The challenge of reconciling the theory of relativity (specifically, general relativity) with quantum physics is one of the biggest open problems in theoretical physics. The two theories, despite their remarkable successes in their respective domains, have different conceptual frameworks and mathematical formulations, which makes their unification difficult. This mismatch arises due to several fundamental differences between the two theories:
Scale: General relativity describes the behavior of gravity and the dynamics of spacetime on macroscopic scales, such as planets, stars, and galaxies. Quantum physics, on the other hand, deals with the behavior of particles and fields on microscopic scales, such as atoms, subatomic particles, and their interactions. The scales at which these theories operate are vastly different, making it challenging to directly combine them.
Determinism vs. Probabilistic Nature: General relativity is a deterministic theory, meaning that it predicts the exact future evolution of a system given its initial conditions. Quantum physics, however, introduces inherent uncertainty and probabilistic behavior into the description of microscopic particles. This probabilistic nature is encapsulated in quantities like the wave function, which represents the probabilities of different outcomes. The deterministic nature of general relativity and the probabilistic nature of quantum physics create a tension between the two frameworks.
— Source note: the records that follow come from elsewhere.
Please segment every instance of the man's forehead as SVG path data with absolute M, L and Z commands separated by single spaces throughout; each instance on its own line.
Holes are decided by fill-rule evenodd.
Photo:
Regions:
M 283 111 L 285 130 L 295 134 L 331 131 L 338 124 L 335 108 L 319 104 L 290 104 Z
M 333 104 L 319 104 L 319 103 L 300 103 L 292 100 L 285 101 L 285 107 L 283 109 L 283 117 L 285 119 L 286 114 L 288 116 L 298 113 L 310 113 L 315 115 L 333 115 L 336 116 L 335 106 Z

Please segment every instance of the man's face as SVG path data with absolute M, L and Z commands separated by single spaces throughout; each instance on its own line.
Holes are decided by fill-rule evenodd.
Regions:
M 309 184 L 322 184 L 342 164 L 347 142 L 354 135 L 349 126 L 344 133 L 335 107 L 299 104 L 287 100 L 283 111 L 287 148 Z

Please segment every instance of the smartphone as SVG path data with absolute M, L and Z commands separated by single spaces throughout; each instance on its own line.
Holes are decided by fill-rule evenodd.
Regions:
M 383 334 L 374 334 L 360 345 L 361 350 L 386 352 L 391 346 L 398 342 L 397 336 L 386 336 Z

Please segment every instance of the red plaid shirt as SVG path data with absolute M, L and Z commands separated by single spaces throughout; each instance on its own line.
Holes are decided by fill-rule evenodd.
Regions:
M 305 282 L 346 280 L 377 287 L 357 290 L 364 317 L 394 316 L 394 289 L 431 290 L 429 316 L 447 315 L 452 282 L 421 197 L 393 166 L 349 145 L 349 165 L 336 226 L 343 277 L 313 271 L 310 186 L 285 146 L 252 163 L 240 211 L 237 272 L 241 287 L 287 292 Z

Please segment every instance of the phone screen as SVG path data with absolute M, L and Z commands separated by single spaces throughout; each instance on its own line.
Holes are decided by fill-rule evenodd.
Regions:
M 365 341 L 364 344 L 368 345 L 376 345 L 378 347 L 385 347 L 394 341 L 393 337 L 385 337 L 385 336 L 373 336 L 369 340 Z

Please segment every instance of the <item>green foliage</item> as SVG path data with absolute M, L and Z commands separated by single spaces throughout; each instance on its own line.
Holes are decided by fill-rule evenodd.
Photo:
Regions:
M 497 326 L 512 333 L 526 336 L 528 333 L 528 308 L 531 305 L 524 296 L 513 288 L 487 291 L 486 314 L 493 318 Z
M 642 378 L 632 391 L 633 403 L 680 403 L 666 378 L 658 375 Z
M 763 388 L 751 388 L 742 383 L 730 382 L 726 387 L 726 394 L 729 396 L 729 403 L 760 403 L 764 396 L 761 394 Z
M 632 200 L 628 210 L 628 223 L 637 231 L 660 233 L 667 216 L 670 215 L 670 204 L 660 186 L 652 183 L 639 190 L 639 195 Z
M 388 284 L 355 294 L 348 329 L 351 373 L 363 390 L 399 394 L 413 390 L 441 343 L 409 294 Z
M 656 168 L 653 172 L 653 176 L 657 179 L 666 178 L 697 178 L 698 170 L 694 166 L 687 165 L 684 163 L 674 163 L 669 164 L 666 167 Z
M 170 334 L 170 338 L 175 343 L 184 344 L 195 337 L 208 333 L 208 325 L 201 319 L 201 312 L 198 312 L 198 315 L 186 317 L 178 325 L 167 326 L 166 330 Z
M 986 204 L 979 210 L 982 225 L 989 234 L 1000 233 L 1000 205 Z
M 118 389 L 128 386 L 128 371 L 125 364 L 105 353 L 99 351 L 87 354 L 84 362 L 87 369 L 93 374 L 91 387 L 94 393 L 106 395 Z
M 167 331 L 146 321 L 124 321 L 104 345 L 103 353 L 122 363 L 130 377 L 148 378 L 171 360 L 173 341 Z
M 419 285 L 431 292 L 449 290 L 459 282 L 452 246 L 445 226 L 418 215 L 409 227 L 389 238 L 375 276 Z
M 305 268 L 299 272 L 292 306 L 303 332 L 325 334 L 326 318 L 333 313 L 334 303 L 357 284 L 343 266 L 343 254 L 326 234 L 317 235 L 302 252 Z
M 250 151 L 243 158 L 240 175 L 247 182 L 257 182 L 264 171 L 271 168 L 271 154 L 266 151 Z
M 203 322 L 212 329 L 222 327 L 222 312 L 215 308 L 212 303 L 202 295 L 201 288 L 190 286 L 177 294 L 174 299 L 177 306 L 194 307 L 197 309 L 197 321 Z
Spacetime Structure: General relativity describes spacetime as a dynamic, curved, and continuous four-dimensional manifold influenced by matter and energy. Quantum physics, on the other hand, treats spacetime as a fixed, non-quantized background within which quantum fields and particles evolve. The attempts to quantize gravity and treat spacetime as a quantized entity have encountered significant theoretical challenges and have not yet been fully realized.
Renormalization: Quantum field theories, which are the foundation of particle physics and quantum physics, employ a mathematical technique called renormalization to deal with infinities that arise in certain calculations. However, when applied to gravity in the context of general relativity, this technique encounters difficulties, leading to non-renormalizable infinities. This poses a significant obstacle to achieving a consistent quantum theory of gravity.
These differences and challenges make it difficult to directly merge the theory of relativity with quantum physics. Various approaches, such as string theory, loop quantum gravity, and other quantum gravity frameworks, have been proposed to tackle this problem, but a fully satisfactory and experimentally confirmed theory of quantum gravity that unifies these two pillars of modern physics is yet to be established.